Torrance Memorial Medical Center's team of home health professionals provide compassionate care while helping each patient achieve the highest level of independence with daily living activities. Patients receiving services from Torrance Memorial's home healthcare department are evaluated by a registered nurse or a physical therapist to the degree in which the patient can care for himself and his physical surroundings. As a patient's abilities increase, the improvements are quantified, reported, then compared with the same data from other home healthcare agencies.
These comparative reports offer an opportunity to evaluate the work that home healthcare organizations perform as they assist patients maintain or recover their independence.

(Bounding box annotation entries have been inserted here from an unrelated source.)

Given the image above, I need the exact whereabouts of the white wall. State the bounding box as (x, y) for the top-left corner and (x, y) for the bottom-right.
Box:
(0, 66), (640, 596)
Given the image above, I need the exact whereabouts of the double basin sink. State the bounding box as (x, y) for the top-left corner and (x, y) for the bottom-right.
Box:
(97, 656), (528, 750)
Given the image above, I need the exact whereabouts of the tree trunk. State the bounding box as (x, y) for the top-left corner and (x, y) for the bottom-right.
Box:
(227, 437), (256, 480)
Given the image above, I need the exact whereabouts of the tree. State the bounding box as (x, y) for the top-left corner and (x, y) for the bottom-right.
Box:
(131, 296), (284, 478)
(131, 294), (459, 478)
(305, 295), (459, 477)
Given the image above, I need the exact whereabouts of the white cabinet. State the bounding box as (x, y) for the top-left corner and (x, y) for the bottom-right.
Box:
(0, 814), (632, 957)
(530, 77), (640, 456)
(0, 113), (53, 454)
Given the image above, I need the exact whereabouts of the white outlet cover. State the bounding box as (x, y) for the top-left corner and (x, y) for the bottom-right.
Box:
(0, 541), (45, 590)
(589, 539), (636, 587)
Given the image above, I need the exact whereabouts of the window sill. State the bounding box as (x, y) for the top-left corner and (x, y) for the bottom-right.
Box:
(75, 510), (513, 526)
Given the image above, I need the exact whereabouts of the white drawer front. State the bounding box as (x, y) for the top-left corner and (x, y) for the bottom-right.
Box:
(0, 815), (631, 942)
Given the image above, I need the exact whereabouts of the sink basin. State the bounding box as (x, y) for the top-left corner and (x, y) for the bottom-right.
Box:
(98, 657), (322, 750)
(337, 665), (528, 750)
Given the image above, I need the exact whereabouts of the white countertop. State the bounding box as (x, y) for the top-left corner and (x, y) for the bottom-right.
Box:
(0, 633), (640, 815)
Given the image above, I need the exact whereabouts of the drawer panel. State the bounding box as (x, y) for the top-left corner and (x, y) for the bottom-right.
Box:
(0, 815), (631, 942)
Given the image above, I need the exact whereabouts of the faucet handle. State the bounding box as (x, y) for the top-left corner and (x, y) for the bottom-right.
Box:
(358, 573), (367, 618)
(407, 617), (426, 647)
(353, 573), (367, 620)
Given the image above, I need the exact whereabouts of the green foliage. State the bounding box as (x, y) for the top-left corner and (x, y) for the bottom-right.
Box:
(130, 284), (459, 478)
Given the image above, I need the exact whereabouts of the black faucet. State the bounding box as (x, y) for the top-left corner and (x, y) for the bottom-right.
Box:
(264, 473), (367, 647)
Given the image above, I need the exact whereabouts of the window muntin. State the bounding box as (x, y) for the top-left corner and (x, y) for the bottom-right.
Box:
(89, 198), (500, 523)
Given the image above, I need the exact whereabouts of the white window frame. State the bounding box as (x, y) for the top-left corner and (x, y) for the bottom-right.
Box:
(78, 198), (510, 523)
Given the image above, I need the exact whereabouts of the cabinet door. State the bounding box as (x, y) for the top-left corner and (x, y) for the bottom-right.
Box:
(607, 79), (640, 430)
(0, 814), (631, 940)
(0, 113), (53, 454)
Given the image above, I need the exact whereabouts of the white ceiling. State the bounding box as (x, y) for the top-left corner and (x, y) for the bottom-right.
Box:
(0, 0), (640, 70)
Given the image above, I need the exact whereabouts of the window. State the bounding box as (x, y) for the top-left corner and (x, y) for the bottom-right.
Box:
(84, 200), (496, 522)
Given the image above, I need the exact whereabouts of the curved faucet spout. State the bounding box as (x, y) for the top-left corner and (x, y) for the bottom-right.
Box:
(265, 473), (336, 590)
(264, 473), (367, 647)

Recent reports measuring improvement in patient independence have shown that Torrance Memorial's home healthcare service has a remarkable record of helping patients restore their activities of daily living.
Highlights from a recent study, conducted by the Strategic Health Care Programs, Santa Barbara, the OASIS Comparative Outcomes Report, Torrance Memorial's home healthcare outcomes included:
- The average age of a home healthcare patient at Torrance Memorial is 75, with 80 percent of these patients living in their own home, instead of a family member's home or board and care facility.

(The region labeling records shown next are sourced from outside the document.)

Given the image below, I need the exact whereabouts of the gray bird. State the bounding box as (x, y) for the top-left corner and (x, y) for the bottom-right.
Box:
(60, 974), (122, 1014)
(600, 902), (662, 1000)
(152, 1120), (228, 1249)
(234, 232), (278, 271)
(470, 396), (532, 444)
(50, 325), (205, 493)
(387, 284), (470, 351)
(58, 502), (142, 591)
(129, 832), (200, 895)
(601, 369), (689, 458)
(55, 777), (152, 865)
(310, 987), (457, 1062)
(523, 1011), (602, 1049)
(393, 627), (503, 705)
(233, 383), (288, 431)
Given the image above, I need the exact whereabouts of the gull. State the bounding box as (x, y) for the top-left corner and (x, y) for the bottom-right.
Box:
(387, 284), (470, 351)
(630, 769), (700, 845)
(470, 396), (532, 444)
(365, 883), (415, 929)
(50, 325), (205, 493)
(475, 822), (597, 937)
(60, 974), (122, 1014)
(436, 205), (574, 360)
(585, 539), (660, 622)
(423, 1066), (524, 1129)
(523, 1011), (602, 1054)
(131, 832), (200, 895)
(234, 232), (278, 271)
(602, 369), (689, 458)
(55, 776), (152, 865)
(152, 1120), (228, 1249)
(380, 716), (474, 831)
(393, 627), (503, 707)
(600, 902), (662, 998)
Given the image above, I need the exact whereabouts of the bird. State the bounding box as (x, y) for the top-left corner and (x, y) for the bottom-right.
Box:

- The comparison group had an average age of 73 with 75 percent of these patients residing in their own home and 14 percent residing in a family member's home. Nine percent of these patients residing in a board and care home.
- Surprisingly, Torrance Memorial home care patients required an average of only 30 days of care, while the reference group required an average of 71 days.
- Torrance Memorial home healthcare patients showed an improvement in the activities of daily living that surpassed the reference group. Torrance Memorial did dramatically better in the improvements of dyspnea (breathing), light meal preparation, feeding, toileting, bathing, grooming, dressing and showed improvements in behavior and cognitive functioning.
In another 2000 report, prepared by the federal government and contrasting Torrance Memorial's services to agencies across the United States, Torrance Memorial fared significantly better than reference groups in their ability to assist patients to improve functions such as dressing, bathing, toileting, transferring, walking and eating.